Conservative pundits have taken notice too. On Sunday, Newsmax TV host John Cardillo dropped what he considered to be a bombshell. Although Ocasio-Cortez stands to represent a district that includes parts of Queens and the Bronx (where she lives now), Cardillo pointed that she used to live in the suburbs:

That wasn’t quite right, and the candidate eventually set him straight:

But Cardillo’s argument—echoed by places like the Daily Mail—misses something fundamental about Ocasio-Cortez’s message. That house with the leafy yard Cardillo tweeted out? The family nearly lost it after Ocasio-Cortez’s father died of cancer during the Great Recession. In the hopes of keeping it, her mother cleaned houses and drove buses and, and Ocasio-Cortez—flush with a background in public policy and that economics degree from BU—took a job waitressing and bartending at a Mexican restaurant in Manhattan. (Eventually, they sold the house.)
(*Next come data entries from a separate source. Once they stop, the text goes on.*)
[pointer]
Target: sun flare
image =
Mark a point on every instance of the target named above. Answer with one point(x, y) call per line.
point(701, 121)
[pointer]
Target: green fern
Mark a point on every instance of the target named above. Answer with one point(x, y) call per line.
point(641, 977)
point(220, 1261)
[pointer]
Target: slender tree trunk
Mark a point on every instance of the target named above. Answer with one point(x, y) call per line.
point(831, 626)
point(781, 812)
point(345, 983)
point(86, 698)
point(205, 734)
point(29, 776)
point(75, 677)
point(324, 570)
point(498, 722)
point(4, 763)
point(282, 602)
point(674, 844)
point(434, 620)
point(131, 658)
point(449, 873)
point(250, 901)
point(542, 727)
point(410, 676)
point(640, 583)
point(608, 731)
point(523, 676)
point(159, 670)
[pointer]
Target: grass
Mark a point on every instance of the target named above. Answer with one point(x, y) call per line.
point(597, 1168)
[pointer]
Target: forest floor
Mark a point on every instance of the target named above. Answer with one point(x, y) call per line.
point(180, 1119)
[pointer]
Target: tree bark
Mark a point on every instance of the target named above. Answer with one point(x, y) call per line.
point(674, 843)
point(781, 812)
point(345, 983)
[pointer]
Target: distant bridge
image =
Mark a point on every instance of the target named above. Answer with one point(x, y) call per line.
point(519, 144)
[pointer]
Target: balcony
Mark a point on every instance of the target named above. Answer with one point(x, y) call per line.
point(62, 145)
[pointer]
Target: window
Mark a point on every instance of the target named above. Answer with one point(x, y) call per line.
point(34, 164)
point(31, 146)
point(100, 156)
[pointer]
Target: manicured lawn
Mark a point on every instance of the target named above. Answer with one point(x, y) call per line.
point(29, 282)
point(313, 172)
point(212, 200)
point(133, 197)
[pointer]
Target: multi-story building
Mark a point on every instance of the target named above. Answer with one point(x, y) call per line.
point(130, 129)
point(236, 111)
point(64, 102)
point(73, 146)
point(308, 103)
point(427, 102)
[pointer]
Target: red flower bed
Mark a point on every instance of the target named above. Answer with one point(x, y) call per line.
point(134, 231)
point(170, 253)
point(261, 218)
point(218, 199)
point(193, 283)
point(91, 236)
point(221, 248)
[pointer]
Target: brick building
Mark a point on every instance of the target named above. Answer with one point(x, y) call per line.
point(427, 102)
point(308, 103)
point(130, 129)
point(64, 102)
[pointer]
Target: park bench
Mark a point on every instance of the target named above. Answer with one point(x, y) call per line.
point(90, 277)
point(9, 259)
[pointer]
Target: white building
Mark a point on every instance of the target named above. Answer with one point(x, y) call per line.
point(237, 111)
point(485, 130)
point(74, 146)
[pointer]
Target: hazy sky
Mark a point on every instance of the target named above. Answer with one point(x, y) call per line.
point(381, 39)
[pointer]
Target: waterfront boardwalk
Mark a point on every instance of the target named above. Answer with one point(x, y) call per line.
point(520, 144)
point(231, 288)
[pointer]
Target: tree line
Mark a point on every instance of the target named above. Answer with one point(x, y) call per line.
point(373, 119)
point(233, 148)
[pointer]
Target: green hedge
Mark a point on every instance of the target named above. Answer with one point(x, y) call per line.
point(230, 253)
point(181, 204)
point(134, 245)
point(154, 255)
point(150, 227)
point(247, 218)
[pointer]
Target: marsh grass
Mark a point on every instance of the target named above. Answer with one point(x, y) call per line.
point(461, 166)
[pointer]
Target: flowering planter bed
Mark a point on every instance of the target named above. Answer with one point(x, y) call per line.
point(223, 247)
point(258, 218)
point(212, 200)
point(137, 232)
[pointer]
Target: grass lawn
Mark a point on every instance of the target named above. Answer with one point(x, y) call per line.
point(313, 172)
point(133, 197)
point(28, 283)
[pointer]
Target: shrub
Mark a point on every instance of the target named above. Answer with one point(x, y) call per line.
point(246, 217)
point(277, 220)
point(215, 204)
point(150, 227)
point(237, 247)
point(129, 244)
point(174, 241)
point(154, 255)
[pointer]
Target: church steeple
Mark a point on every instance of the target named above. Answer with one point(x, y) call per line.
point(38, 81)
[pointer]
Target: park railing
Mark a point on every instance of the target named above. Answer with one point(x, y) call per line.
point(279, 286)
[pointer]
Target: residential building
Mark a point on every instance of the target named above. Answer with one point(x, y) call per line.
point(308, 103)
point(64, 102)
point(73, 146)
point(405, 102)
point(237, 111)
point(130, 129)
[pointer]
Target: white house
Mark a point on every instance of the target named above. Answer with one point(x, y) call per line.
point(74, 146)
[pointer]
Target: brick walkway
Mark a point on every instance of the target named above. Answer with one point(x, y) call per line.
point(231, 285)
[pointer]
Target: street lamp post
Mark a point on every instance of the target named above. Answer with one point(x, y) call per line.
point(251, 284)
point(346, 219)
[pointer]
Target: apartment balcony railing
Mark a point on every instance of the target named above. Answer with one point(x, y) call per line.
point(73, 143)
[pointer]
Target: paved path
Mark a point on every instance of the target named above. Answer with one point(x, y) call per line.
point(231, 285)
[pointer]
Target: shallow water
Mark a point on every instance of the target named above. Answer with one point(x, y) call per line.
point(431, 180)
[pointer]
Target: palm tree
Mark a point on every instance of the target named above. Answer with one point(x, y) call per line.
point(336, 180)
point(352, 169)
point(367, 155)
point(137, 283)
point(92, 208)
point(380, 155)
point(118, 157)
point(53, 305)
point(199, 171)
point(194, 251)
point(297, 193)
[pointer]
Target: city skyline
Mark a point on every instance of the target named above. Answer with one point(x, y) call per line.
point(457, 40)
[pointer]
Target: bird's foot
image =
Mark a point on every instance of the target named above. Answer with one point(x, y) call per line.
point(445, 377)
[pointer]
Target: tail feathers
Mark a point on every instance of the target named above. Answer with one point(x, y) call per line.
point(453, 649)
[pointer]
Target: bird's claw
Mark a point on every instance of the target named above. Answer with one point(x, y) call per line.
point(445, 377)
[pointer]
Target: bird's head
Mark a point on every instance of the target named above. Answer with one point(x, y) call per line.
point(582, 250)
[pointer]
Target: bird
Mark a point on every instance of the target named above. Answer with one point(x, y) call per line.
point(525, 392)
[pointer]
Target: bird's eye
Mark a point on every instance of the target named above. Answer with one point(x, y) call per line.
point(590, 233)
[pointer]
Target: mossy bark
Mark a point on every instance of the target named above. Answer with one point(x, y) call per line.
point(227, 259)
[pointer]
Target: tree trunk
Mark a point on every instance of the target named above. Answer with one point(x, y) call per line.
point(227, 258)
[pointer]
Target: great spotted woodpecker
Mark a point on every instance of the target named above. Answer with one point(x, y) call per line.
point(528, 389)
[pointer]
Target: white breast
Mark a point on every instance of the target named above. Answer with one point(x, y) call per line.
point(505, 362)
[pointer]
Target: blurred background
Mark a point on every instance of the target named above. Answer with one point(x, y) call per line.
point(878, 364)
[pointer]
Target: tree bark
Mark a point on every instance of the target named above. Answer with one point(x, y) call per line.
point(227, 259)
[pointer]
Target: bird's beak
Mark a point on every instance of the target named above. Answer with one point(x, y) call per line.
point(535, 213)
Ocasio-Cortez tells a variation of that story all the time, and for good reason. It’s a classic story of the Great Recession, and even more so, it’s a classic story of millennials during the Great Recession, stunted in their prospects by the failings of political and economic institutions, always one crisis away from disaster. Cardillo is staring right at the essence of Ocasio-Cortez’s message, but he still can’t see it.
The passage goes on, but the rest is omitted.